Steps and involvement of implementing a parser (in .Net - and in this case XPath 2.0)

H

3

6

In the lack of any good free XPath 2.0 implementations for .Net build upon Linq to XML I have thought about implementing my own (also for the experience). But just to be clear (and not building something that exists) these are the XPath 2.0 implementations I have found:

Saxon .Net
Query Machine - I had problems with this - exceptions with the examples
XQSharp - may be good, but is commercial (single developer ~300 $)
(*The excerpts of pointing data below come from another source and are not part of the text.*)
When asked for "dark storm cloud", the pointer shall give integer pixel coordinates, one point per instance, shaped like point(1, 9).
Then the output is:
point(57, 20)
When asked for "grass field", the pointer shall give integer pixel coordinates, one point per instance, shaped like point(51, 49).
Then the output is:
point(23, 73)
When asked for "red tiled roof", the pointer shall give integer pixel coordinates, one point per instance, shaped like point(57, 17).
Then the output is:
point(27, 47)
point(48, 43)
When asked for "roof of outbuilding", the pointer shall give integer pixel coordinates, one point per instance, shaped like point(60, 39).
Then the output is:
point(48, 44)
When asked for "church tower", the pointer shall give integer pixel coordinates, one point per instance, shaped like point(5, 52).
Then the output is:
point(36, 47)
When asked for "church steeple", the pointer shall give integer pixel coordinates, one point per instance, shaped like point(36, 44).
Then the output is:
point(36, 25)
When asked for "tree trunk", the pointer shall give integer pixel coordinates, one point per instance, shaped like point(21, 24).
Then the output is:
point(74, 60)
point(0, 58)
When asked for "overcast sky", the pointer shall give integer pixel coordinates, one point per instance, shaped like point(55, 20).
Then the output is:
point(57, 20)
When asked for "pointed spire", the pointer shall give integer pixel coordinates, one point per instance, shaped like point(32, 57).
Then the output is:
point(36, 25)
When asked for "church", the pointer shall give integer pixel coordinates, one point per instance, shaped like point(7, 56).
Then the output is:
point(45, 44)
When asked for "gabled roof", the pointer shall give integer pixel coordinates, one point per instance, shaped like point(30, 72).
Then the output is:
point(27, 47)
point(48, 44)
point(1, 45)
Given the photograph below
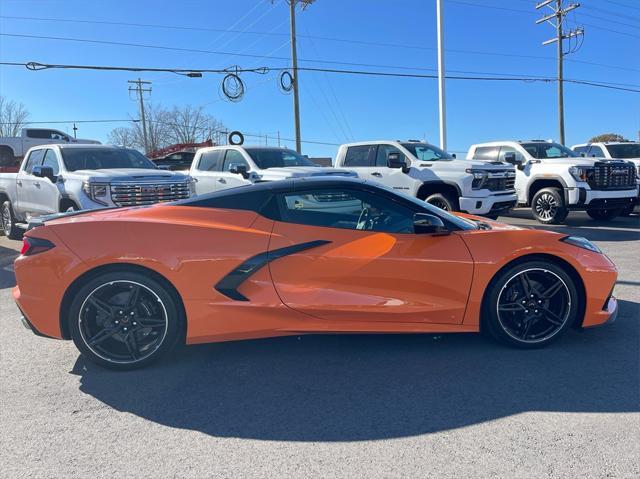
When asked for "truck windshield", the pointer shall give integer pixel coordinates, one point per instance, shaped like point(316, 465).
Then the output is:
point(626, 150)
point(426, 152)
point(104, 159)
point(276, 158)
point(543, 150)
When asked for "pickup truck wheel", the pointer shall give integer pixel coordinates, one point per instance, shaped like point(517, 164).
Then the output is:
point(442, 201)
point(604, 215)
point(9, 227)
point(548, 206)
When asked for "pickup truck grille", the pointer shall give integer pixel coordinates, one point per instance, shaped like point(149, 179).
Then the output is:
point(612, 176)
point(132, 194)
point(500, 184)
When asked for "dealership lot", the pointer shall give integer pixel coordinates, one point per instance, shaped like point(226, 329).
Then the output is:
point(325, 406)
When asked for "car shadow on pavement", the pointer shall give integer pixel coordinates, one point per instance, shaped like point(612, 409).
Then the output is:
point(367, 387)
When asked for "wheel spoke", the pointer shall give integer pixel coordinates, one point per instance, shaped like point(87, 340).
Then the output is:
point(101, 306)
point(102, 335)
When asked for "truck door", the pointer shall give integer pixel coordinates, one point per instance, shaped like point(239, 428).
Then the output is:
point(46, 195)
point(24, 205)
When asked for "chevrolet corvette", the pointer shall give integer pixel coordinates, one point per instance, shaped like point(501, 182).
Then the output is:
point(301, 256)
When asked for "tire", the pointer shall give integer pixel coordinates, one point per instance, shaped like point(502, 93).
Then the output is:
point(517, 312)
point(605, 215)
point(443, 201)
point(9, 227)
point(122, 336)
point(548, 206)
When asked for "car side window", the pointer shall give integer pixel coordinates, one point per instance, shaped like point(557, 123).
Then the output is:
point(509, 149)
point(383, 153)
point(361, 155)
point(211, 161)
point(35, 159)
point(232, 159)
point(596, 151)
point(489, 153)
point(51, 160)
point(347, 209)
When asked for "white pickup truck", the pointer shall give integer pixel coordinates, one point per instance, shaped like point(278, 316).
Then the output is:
point(220, 167)
point(553, 179)
point(59, 178)
point(428, 173)
point(614, 150)
point(11, 149)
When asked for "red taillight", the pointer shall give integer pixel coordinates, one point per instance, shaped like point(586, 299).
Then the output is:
point(31, 246)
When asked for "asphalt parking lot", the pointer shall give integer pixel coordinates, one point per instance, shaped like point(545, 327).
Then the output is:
point(329, 406)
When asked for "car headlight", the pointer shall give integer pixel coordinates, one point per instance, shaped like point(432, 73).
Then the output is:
point(98, 192)
point(479, 178)
point(581, 242)
point(580, 173)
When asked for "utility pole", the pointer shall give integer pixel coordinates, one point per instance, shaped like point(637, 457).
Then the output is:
point(558, 13)
point(140, 90)
point(441, 77)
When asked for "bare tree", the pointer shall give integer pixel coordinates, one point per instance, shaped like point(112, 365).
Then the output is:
point(187, 124)
point(123, 136)
point(13, 117)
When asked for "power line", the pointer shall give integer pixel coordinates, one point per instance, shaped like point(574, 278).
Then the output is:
point(323, 38)
point(527, 79)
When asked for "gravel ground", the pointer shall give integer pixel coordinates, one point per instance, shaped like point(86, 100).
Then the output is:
point(335, 406)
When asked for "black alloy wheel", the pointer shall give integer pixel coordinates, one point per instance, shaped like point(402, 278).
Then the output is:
point(532, 304)
point(124, 320)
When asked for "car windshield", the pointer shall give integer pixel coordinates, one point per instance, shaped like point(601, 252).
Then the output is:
point(104, 159)
point(276, 158)
point(626, 150)
point(426, 152)
point(543, 150)
point(459, 222)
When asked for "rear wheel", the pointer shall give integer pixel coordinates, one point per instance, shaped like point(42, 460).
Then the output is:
point(443, 201)
point(9, 227)
point(124, 320)
point(531, 304)
point(604, 215)
point(548, 206)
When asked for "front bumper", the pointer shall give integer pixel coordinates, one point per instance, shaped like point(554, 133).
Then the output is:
point(494, 204)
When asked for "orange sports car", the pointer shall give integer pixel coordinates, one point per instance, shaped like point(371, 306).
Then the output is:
point(301, 256)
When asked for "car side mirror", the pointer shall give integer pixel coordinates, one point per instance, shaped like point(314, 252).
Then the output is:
point(424, 223)
point(395, 161)
point(44, 172)
point(242, 170)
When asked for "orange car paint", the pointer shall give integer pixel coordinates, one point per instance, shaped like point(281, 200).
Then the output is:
point(360, 282)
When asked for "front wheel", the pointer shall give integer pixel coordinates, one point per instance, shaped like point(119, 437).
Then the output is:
point(604, 215)
point(530, 304)
point(124, 320)
point(548, 206)
point(9, 227)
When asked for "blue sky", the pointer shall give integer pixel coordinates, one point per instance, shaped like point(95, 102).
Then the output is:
point(496, 36)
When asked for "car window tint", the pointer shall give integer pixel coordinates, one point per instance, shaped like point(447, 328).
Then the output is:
point(361, 155)
point(232, 159)
point(51, 160)
point(486, 153)
point(347, 209)
point(383, 153)
point(35, 158)
point(211, 161)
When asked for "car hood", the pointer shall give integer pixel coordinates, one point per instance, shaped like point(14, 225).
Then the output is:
point(132, 174)
point(272, 174)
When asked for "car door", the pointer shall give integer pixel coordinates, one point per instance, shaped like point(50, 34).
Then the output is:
point(24, 206)
point(364, 263)
point(46, 195)
point(228, 179)
point(207, 171)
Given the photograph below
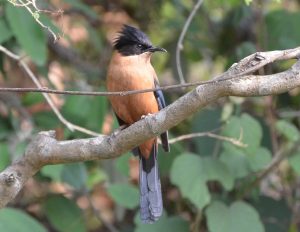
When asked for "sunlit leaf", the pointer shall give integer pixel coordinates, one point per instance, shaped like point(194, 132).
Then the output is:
point(4, 156)
point(5, 32)
point(191, 172)
point(64, 215)
point(240, 216)
point(14, 220)
point(124, 194)
point(29, 33)
point(288, 130)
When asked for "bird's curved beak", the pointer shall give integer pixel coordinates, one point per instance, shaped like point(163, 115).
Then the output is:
point(157, 49)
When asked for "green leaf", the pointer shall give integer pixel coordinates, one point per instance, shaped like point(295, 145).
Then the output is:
point(241, 164)
point(90, 114)
point(294, 161)
point(191, 172)
point(75, 175)
point(205, 121)
point(5, 33)
point(247, 128)
point(4, 156)
point(53, 171)
point(277, 210)
point(29, 34)
point(260, 159)
point(288, 130)
point(46, 120)
point(125, 195)
point(174, 224)
point(14, 220)
point(64, 215)
point(279, 24)
point(238, 217)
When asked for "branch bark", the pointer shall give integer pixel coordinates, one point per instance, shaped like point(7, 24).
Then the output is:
point(45, 149)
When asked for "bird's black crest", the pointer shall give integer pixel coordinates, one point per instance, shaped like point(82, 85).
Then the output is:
point(132, 41)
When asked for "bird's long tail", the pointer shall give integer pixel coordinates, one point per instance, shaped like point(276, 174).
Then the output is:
point(151, 205)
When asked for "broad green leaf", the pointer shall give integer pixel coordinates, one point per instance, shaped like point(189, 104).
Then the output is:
point(14, 220)
point(294, 161)
point(5, 33)
point(247, 128)
point(279, 24)
point(236, 161)
point(278, 210)
point(90, 114)
point(191, 172)
point(260, 159)
point(64, 215)
point(53, 171)
point(125, 195)
point(288, 130)
point(28, 33)
point(174, 224)
point(241, 164)
point(206, 120)
point(4, 156)
point(46, 120)
point(240, 216)
point(75, 175)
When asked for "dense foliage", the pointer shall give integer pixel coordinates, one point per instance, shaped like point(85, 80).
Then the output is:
point(208, 184)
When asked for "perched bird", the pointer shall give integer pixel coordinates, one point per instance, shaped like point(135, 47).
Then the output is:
point(130, 69)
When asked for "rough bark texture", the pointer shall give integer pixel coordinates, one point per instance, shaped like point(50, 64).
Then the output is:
point(45, 149)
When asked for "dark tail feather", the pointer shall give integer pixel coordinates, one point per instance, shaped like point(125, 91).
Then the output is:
point(164, 141)
point(151, 206)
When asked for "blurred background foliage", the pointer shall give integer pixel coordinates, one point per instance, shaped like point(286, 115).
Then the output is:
point(208, 184)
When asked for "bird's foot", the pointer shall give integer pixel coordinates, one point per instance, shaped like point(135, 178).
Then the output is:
point(145, 116)
point(118, 130)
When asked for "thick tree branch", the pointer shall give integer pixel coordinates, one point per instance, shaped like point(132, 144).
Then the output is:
point(45, 149)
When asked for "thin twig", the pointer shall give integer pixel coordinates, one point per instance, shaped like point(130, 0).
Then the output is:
point(236, 142)
point(179, 46)
point(28, 71)
point(246, 66)
point(34, 13)
point(277, 158)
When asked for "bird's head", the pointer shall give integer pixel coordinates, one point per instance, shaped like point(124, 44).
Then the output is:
point(132, 41)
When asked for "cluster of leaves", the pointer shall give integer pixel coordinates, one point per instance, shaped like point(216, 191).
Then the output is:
point(201, 178)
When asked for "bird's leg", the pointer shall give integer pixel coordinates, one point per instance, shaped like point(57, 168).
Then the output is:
point(118, 130)
point(145, 116)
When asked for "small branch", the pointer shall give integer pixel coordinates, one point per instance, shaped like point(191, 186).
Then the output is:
point(45, 149)
point(246, 66)
point(278, 157)
point(28, 71)
point(179, 46)
point(34, 13)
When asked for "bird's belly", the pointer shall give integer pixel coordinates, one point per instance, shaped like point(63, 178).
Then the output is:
point(132, 107)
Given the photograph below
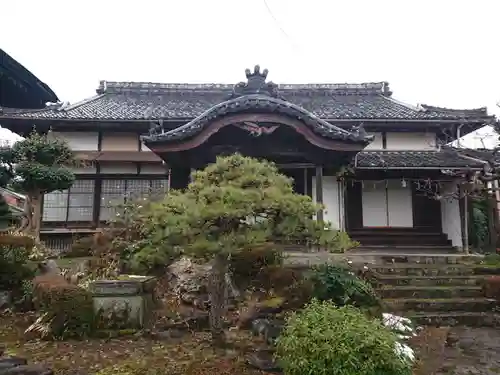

Now, I want some thoughts on how difficult it is to implementing some language such as XPath 2.0 expressions. I have found this link which have a EBNF for XPath 2.0 expression: http://www.w3.org/TR/2007/REC-xpath20-20070123/#id-grammar and I'm thinking of making it in F# with the fslex/fsyacc combination.

My background (subjective): I have played with these tools before, but only for some simple expressions and a very simple programming language. Furthermore, I have read most of the Dragon book and Appel´s Modern compiler implementation in ML - but unfortunately, I have not put the theory in practice while reading. I've studied computer science in a year now where I have completed courses with theory about ex finite automaton, CFL and algorithms but I have been a developer for years before university (a few years with professional jobs - back-end of websites mainly).

Now, the steps of parsing and what I tend to cover:

Lex - Parsing - Reductions: FsLex/FsYacc. I will properly not cover ALL of Xpath 2.0 at first but at least all of what XPath 1.0 can do + a little more.
Sematic analysis - I'm not sure about how much there is to this
Optimization - I do not tend to cover this (at least not at first)
Actual traversing etc.
...?

Now, the concrete questions in addition to the above:

How difficult is it to make a parser of this size? based on my background, would I could to it?
Is there any crucial steps I have missed in regards to XPath 2.0 in particular?
Is there any technology I have missed; Do I have to cover more than just XPath 2.0 and XDocument etc. to be able to make the parser?

To be clear: I want to make a XPath 2.0 expression parser and traverse XDocument etc. with this parsed expression. Which I guess combined is a query engine.

Update: I found this: http://www.w3.org/2007/01/applets/xpathApplet.html which contains code to parsing and traversing. I think it would be a nice start or reference :-)

Your answers will be appreciated.

Highspeed answered 24/8, 2010 at 9:42 Comment(16)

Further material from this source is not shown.